Which, okay, if you think this particular book is worth that much attention, fine, you can bring up each point in sequence for debate if you want. (Maybe adjust your thread title to be more descriptive that way so members and guests will know what’s happening in the thread.)

Just be aware, many of us may point to articles or posts we’ve already long-since written in reply. :nerd: :mrgreen:


#4

We can start with the quote from 2 Corinthians on the title page, if you like: presumably the author puts it there because he thinks it supports his position, but it doesn’t affirm endless punishment or refute universal salvation and doesn’t have anything to do with the topics one way or another. Unless the author thinks that it’s claiming that “the god of this world” (i.e. Satan) is ultimately stronger than “our Gospel” “the glorious Gospel of Christ” so that by the power and strength of the god of this world this Gospel shall never shine upon some people.

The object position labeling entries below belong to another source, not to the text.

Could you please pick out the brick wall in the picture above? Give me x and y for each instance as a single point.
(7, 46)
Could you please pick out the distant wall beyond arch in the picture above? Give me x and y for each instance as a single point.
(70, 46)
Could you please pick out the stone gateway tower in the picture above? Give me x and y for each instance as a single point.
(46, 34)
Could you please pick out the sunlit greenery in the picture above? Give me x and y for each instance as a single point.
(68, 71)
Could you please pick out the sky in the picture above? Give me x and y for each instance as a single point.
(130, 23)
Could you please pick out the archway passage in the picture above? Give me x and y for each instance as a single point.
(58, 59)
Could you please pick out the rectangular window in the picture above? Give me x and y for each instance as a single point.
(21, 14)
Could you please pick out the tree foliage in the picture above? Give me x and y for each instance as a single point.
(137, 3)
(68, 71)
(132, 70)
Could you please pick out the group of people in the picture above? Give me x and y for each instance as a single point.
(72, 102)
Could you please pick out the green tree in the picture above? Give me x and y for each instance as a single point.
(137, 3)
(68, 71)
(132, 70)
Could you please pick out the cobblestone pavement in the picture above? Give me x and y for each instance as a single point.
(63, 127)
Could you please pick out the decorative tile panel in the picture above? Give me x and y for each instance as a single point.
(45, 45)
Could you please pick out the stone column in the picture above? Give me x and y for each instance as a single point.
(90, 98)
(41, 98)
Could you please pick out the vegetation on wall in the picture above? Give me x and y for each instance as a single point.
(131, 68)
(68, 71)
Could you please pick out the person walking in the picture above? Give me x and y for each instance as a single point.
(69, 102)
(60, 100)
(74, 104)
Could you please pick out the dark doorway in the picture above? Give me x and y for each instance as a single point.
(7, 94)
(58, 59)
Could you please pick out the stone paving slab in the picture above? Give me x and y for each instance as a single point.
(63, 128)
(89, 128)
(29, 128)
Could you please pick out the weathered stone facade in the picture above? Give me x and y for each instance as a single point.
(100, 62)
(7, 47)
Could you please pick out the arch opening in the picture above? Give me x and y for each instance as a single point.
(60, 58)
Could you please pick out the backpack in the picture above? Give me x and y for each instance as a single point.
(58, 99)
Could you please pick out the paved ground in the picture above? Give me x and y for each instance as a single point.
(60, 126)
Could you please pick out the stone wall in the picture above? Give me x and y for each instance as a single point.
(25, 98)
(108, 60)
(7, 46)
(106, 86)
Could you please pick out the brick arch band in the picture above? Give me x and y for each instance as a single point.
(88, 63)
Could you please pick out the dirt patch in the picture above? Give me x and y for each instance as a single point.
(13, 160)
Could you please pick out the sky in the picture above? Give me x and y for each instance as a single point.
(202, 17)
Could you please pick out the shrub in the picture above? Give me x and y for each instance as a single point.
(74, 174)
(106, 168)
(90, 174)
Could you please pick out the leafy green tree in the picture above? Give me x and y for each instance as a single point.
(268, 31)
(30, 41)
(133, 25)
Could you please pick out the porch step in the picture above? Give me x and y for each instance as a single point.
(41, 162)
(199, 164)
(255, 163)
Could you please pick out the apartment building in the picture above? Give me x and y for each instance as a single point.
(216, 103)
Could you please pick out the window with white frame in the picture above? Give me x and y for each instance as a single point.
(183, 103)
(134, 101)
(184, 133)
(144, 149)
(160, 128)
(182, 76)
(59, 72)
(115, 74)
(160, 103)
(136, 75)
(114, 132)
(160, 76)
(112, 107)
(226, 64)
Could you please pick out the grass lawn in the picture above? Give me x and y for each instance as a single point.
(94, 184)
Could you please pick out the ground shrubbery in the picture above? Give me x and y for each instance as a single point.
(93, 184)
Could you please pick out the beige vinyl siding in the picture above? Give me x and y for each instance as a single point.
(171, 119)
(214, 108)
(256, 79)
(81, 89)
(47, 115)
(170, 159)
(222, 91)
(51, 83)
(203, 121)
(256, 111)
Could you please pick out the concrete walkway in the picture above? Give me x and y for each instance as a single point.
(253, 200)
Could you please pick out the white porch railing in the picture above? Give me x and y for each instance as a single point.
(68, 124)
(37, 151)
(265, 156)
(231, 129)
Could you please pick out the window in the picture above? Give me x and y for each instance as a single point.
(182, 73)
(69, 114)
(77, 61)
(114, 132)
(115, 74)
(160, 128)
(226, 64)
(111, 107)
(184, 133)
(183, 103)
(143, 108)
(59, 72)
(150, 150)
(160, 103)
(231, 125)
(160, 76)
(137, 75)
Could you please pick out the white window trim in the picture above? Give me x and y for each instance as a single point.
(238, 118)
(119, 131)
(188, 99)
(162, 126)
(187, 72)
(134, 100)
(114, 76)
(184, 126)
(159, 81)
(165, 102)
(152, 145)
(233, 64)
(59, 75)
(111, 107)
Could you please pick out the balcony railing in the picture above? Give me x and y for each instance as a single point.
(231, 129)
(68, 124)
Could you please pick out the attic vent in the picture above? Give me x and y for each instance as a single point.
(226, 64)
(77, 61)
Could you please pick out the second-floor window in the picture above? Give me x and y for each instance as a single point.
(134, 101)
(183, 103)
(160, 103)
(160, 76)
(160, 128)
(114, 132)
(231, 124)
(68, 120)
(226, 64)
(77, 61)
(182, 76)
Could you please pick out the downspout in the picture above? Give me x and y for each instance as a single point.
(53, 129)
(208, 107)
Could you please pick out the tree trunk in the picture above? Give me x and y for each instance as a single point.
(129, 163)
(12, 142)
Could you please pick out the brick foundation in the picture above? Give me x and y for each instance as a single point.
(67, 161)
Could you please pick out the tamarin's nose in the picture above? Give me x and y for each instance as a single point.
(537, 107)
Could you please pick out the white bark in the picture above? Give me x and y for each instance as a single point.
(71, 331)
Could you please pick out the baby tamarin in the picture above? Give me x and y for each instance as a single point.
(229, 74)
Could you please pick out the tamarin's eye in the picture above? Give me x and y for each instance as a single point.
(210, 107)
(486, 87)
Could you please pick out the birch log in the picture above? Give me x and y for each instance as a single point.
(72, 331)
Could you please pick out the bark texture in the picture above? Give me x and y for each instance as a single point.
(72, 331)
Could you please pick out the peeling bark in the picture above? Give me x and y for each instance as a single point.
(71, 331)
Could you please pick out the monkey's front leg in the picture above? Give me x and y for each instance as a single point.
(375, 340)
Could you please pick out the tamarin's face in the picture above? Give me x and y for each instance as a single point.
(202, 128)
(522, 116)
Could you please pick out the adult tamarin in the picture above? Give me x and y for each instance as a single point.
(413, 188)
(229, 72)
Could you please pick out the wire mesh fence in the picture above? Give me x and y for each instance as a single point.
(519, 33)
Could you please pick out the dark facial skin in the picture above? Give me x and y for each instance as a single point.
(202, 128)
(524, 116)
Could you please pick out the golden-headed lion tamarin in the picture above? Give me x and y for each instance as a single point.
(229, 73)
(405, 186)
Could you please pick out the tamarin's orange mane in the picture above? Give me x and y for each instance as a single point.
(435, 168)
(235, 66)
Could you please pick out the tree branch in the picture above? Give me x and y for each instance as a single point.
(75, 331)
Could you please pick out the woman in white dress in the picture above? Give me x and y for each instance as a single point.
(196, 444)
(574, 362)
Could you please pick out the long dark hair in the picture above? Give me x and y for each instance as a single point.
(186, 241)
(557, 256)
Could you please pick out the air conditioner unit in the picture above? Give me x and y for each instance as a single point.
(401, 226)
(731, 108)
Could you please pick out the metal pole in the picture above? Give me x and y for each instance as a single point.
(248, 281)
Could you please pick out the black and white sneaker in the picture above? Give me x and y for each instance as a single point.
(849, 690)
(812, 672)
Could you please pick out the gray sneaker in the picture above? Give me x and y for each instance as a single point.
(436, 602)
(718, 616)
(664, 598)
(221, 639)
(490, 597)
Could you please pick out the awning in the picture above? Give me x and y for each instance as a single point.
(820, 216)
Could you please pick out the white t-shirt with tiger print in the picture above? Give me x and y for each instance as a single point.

In which case, my first problem with the author won’t be his soteriology (that’s only a consequence), but with his theology: he would be repudiating trinitarian theism (moreso trinitarian Christian theism). And even repudiating mere supernaturalistic theism. Perhaps inadvertently, but that happens very often, in my technical experience, when people try to defend ECT (or annihilation for that matter), especially by prooftexting things.

Now, if he doesn’t mean that where grace exceeds, the sin of ultimate evil hyperexceeds, for not as the grace is the sin – then great! But then his quote is of no support to his theme. :wink:

One way or another, his choice of title-page scriptural quotation doesn’t bode well for his case.